KNTS-LP
- Natchitoches, Louisiana; United States;
- Channels: Digital: 19 (UHF); Virtual: 17;

Ownership
- Owner: Sanphyl Broadcast Network, LLC

History
- First air date: June 21, 1998
- Last air date: February 15, 2021 (license canceled)
- Former channel numbers: Analog: 17 (UHF, 1998–2012)
- Former affiliations: America One, FamilyNet, AMGTV
- Call sign meaning: "Natchitoches"

Technical information
- Licensing authority: FCC
- Facility ID: 56189
- Class: CD
- ERP: 15 kW
- Transmitter coordinates: 31°44′20″N 93°8′1″W﻿ / ﻿31.73889°N 93.13361°W

Links
- Public license information: LMS

Digital translator
- KNYS-LD
- Natchitoches, Louisiana; United States;
- Channels: Digital: 27 (UHF); Virtual: 27;

Technical information
- Facility ID: 40584

= KNTS-LP =

Television station in Natchitoches, Louisiana

KNTS-LP (channel 17) was a low-power television station in Natchitoches, Louisiana, United States.

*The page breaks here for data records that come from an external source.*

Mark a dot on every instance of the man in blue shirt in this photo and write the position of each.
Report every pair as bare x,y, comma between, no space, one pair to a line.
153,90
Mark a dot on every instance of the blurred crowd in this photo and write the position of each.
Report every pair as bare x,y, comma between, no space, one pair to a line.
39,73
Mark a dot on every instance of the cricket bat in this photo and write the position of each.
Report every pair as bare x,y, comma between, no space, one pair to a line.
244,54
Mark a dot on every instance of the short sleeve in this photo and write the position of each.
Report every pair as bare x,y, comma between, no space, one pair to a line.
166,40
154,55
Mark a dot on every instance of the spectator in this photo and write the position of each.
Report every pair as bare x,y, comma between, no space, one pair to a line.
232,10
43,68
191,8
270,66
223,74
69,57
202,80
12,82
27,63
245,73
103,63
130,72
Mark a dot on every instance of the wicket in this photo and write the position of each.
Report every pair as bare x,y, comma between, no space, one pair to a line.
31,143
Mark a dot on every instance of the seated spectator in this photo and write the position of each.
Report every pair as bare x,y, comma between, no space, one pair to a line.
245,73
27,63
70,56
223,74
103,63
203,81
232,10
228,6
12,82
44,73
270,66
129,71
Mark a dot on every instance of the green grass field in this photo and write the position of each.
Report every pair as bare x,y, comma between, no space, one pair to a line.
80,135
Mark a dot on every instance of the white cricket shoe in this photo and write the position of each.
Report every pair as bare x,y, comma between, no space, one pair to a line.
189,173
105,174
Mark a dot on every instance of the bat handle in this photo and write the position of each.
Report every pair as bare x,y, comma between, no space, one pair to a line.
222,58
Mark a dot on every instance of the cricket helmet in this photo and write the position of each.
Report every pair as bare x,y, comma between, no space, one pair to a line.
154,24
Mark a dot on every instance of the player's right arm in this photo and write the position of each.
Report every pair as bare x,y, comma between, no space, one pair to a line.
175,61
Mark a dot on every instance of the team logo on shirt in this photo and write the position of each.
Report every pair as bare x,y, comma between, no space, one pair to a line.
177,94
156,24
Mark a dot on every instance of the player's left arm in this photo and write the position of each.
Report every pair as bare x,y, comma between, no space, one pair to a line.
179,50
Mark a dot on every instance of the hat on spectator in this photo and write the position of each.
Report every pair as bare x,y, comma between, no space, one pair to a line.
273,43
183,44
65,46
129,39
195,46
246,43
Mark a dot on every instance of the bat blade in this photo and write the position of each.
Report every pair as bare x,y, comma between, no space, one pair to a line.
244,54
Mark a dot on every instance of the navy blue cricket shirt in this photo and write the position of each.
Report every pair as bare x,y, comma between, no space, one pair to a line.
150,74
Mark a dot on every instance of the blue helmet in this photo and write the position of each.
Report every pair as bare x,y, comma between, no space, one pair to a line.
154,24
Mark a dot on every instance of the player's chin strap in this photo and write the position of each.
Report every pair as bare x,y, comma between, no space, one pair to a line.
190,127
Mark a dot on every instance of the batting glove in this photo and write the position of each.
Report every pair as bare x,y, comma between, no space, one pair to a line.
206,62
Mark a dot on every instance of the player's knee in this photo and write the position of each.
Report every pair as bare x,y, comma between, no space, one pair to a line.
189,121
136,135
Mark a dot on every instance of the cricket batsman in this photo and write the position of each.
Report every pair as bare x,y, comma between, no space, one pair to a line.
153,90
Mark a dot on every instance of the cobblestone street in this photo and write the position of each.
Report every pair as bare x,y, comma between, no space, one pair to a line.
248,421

In 1998, CP-Tel Network Services, a local Internet services provider, acquired a former Italian restaurant to convert it into studios for the station. KNTS-LP went on the air in June and was affiliated with America One and FamilyNet; the studios were completed later, at which time the station was added to local cable systems. Weekday newscasts, originally at 6 p.m. and eventually also at 10 p.m., were added beginning in March 1999; the station also produced shows covering Northwestern State University and high school sports.

KNTS-LP ceased local operations and news production on March 31, 2001. CP-Tel president Richard Gill cited insufficient advertising revenue, rising costs, and the failure to secure a network affiliation. The station was then sold to Sanphyl Broadcast Network; it continued to air local sports and church services. It moved from channel 17 to channel 19 in 2012.

Despite its broadcast in analog, KNTS-LP had a digital translator, KNYS-LD (channel 27). Sanphyl Broadcast Network surrendered the licenses for KNTS-LP and KNYS-LD to the Federal Communications Commission on February 15, 2021; the FCC canceled both licenses the same day.